Trechos da BR–381 deixam lista dos mais perigosos

Seguimentos entre o KM 480 e o KM 500 da via estiveram entre os cinco com mais mortes em 2013

iG Minas Gerais | Bárbara Ferreira |

No ano passado, os dois trechos registraram, juntos, 32 mortes
MOISES SILVA - 26.7.2013
No ano passado, os dois trechos registraram, juntos, 32 mortes

Durante o lançamento da operação Rodovida 2014 – com o objetivo de reduzir o número de acidentes – a Polícia Rodoviária Federal (PRF) divulgou o ranking das estradas mais perigosas do Brasil. A boa notícia para Minas Gerais é que os dois trechos da BR–381, em Betim, na região metropolitana de Belo Horizonte, que estavam entre os cinco mais perigosos em 2013, saíram do ranking.

No ano passado, estavam na lista os trechos entre o KM 490 e o KM 500 – que ficou no segundo lugar – e entre o KM 480 e o KM 490 – o quinto mais perigoso. No primeiro trecho, a PRF contabilizou, em 2013, 889 acidentes, com 273 feridos e 20 mortos. Já no segundo ponto, foram identificados 999 acidentes, com 244 feridos e 12 mortos. Em 2014, o topo da lista ficou para um trecho de dez quilômetros da BR–222, no Ceará.

De acordo com o presidente da organização não governamental (ONG) SOS Rodovias Federais, José Aparecido Vieira, os dois trechos da BR–381, que estiveram no topo do ranking, passaram por obras até o primeiro semestre deste ano. “Com o fim dos trabalhos, a tendência é de uma redução no número de acidentes.

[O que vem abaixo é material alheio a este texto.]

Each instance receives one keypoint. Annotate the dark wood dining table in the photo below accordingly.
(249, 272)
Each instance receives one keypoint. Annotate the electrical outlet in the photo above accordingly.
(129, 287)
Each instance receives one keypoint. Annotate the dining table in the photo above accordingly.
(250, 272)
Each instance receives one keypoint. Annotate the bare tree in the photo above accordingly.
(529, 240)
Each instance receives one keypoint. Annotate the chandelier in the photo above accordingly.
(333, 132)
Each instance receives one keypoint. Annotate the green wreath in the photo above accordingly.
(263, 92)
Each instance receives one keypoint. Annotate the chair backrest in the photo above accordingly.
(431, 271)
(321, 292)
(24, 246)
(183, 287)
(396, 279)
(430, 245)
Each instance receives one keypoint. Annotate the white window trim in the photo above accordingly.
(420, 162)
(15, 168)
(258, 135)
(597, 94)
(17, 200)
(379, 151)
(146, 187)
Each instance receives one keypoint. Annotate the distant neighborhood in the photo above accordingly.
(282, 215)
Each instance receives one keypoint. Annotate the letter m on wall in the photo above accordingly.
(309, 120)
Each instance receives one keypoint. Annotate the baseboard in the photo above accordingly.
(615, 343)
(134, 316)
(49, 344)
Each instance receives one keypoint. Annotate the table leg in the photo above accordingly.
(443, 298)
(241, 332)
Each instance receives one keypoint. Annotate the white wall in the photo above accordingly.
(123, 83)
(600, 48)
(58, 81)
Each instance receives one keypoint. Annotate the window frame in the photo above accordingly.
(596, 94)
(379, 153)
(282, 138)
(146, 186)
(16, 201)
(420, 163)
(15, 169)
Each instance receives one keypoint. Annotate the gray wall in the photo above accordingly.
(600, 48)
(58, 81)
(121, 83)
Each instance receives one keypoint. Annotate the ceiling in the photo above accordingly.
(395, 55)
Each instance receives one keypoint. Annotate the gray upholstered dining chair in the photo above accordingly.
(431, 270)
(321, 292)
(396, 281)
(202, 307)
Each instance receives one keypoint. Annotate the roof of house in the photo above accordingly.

Acho que isso contribuiu diretamente para a saída dos dois pontos do ranking nacional. Ali ainda é um local com problemas, já que o volume de carros e caminhões é muito grande. Os problemas persistem, e é necessário um alargamento de pistas ali”, ressalta Vieira.

Ranking. O ranking considera como acidentes graves o número de colisões que resultaram em morte ou feridos graves. Na lista anterior, a BR–222, no Ceará, ocupava a décima posição. Hoje, ela é a primeira. Outro ponto destacado no balanço foi a BR–101, que aparece com cinco trechos entre os mais perigosos. São eles: entre os KMs 200 e 210 e do 210 ao 220, em Santa Catarina; e do 140 ao 150, do 260 ao 270, e do 290 ao 300, no Estado do Espírito Santo.